For now, with no signs that higher levels of volcanic emissions are abating, Big Island residents are trying to get by — even as the proportions of what state Rep. Bob Herkes calls an "ongoing natural disaster" grow.

"It's a ticking time bomb," said Herkes, D-5th (Ka'ū, S. Kona).

Jessie Marques, executive director of the Ka'ū Rural Health Community Association, is determined to make sure that bomb doesn't go off. Her organization is taking the lead in Pāhala in trying to get a handle on the effects of vog — and getting help to deal with them.

Marques said part of the solution is education, such as telling people not to exercise in heavy vog and getting them to quit smoking and live healthier.

"At least we can make that difference," she said.

Marques, who has become an advocate for her community, testifying at the Legislature and pushing for more discussion on the effects of vog, has her own health problems. Her doctor told her that if she stayed in Pāhala she would die. Marques suffers from severe asthma and her husband, who recently had a stroke, has asthma and diabetes.

But Marques said moving is not an option.

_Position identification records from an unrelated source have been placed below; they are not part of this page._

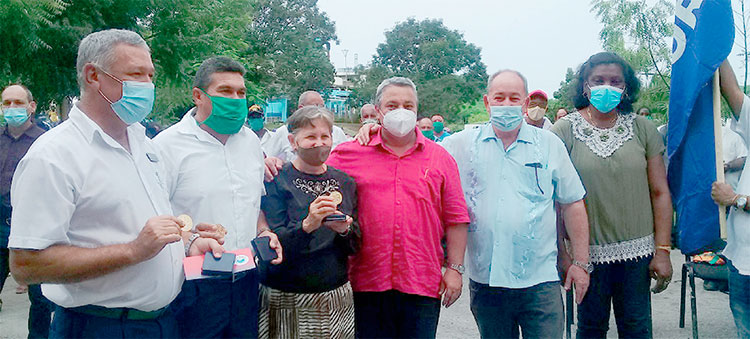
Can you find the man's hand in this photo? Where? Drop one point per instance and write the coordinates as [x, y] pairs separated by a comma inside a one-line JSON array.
[[450, 287], [722, 193], [578, 276], [157, 233], [213, 231], [660, 269], [273, 165], [320, 208], [339, 226], [363, 135], [564, 261], [204, 245], [275, 245]]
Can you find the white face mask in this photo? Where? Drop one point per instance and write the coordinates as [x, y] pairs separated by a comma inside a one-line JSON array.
[[536, 113], [400, 122]]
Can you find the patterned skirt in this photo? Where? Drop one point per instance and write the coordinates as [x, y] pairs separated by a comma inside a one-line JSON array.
[[306, 315]]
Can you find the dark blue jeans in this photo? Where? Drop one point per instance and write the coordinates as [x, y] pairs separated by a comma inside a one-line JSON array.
[[739, 301], [70, 324], [624, 285], [40, 313], [500, 312], [219, 308], [393, 314]]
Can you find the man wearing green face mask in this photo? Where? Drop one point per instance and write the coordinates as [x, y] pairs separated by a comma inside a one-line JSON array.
[[218, 178]]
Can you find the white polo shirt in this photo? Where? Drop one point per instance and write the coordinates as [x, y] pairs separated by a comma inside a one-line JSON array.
[[77, 186], [215, 183], [279, 145], [738, 223]]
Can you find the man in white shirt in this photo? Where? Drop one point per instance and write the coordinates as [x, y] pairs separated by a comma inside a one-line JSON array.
[[279, 147], [91, 215], [738, 222], [217, 166]]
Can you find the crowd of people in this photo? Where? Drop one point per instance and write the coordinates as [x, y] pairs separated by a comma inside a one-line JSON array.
[[370, 234]]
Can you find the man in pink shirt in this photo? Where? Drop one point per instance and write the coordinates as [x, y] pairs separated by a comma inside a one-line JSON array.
[[411, 195]]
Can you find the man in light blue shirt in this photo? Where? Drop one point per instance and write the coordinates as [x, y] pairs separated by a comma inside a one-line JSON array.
[[512, 175]]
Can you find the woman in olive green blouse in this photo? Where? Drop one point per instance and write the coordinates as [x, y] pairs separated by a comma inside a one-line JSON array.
[[618, 155]]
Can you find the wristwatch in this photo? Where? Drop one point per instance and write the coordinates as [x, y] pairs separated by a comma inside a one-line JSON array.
[[588, 267], [457, 267], [741, 202]]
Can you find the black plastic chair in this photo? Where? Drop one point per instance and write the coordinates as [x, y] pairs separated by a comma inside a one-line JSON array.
[[690, 270]]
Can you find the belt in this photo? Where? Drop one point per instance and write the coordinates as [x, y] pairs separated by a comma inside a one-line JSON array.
[[118, 313]]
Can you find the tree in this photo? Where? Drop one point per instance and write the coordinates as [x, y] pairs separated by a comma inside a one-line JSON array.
[[447, 70], [288, 45], [640, 33]]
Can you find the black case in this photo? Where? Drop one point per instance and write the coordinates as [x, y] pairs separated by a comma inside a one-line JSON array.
[[263, 250]]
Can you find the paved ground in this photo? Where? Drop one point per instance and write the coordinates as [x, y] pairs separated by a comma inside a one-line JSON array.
[[714, 316]]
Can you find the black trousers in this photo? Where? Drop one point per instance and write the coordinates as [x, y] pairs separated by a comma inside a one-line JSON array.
[[393, 314]]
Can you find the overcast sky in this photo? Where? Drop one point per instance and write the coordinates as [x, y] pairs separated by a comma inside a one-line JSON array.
[[539, 38]]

"This is where my home and family is," she said, sitting at the association's offices — a small yellow house tucked away off the main street.

During an interview, she stops to close the front door of the home to keep the voggy air out. She speaks with a wheeze, and coughs — often — to clear her throat. She never seems to get a deep breath.

Marques said she has lived with asthma and vog all her life. Her symptoms worsened severely after March 2008, though.

And, Marques stressed, she's not the only one.

"There are many people in our community who are worse off," she said. "The children are subjected to it, and we must not forget our elders. We all cannot simply move away."